Nicht immer sind sie jung und stammen aus osteuropäischen Ländern wie Rumänien, Bulgarien oder Ungarn. „Opfer von Menschenhandel können auch ältere Frauen aus der Bundesrepublik sein, die sich in einer Zwangslage befinden und dadurch zur Prostitution gezwungen werden“, sagt Prof. Dr. Rebecca Pates, Politikwissenschaftlerin an der Universität Leipzig. „Unser alltägliches Verständnis von Menschenhandel ist geprägt durch popkulturelle Phänomene wie Spielfilme, die allerdings mit der Realität in vielen Fällen nicht übereinstimmen.“ Pates forscht derzeit zum Thema „Menschenhandel im Lichte institutioneller Praktiken“ und vergleicht dabei Deutschlands und Frankreich.
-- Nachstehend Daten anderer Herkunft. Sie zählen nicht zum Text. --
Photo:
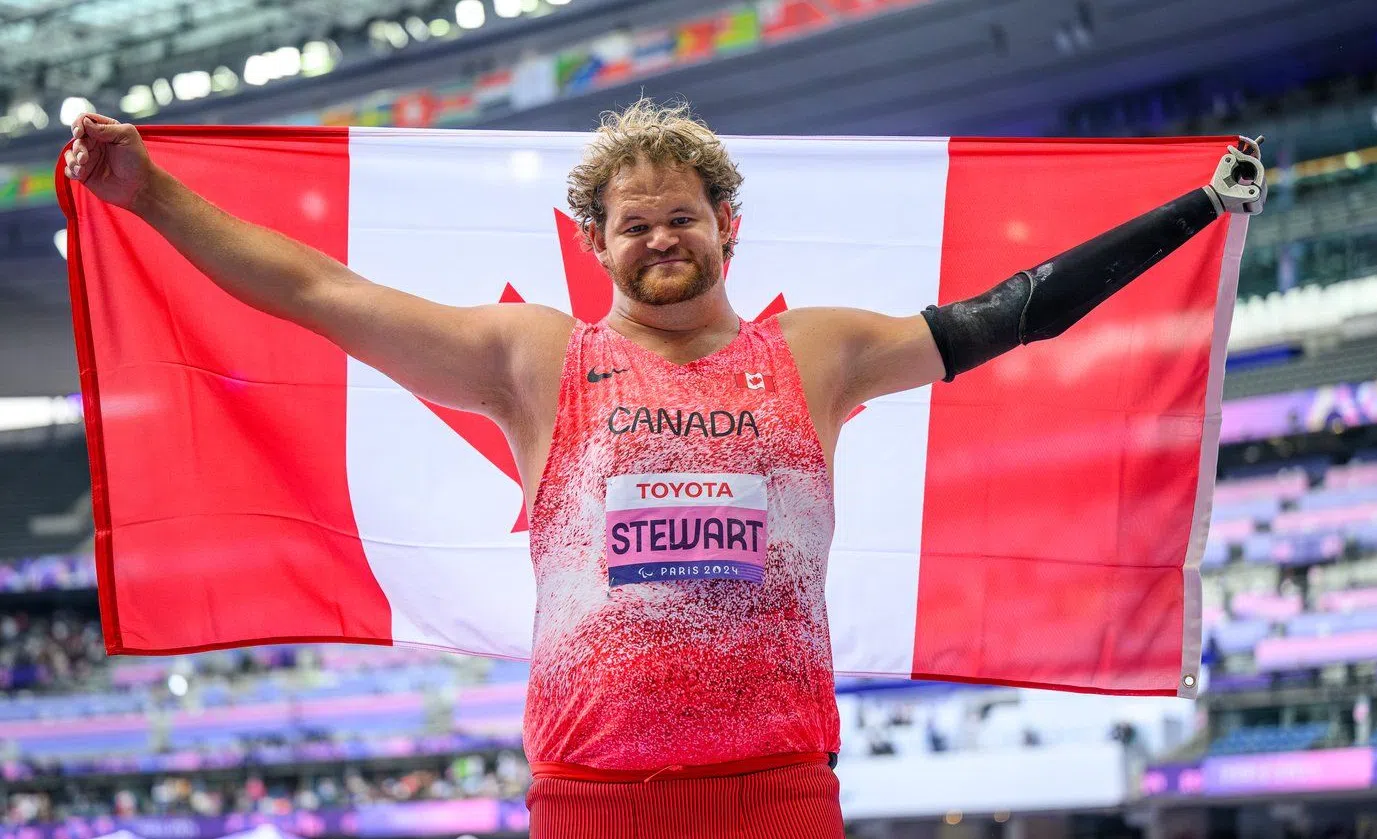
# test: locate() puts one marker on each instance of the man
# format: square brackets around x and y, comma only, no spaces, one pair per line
[678,459]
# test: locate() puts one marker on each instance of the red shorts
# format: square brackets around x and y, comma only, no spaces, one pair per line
[792,802]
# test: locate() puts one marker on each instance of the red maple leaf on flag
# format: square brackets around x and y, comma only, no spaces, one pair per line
[590,299]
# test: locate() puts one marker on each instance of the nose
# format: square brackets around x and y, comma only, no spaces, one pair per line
[661,239]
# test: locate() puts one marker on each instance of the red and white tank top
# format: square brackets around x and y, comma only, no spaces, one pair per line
[680,539]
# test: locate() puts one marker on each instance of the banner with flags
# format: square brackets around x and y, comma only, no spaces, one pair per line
[1038,521]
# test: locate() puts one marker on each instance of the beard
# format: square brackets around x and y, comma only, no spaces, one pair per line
[667,284]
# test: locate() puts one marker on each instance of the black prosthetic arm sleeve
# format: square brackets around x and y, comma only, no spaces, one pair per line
[1045,301]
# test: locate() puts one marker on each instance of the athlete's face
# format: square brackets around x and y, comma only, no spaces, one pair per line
[663,239]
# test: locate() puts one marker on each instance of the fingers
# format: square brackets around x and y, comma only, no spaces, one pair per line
[79,127]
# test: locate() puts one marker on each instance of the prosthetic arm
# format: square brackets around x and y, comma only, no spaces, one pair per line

„Wir wollen damit auch zur öffentlichen Debatte um Menschenhandel beitragen, indem wir die Diskrepanz zwischen politischen Regulierungsinstrumenten auf nationaler und internationaler Ebene einerseits und den konkreten lokalen Praktiken andererseits näher beleuchten“, erläutert Pates. „Bei der sozialwissenschaftlichen Auseinandersetzung mit der Problematik stößt man von Beginn an auf ein irritierendes Paradox: Obwohl die Frage des Menschenhandels die internationale Debatte um die Bekämpfung der organisierten Kriminalität beherrscht und obwohl Menschenhandel durch den Kauf und Verkauf von Menschen und die Ausbeutung als eine der schwersten Menschenrechtsverletzungen gilt, werden nur wenige Fälle vor Gericht gebracht.“
Das dreijährige Forschungsprojekt wird von der Deutschen Forschungsgemeinschaft und ihrem französischen Pendant Agence nationale de la recherche finanziert. 13 Wissenschaftler sind daran beteiligt, fünf davon aus der Bundesrepublik.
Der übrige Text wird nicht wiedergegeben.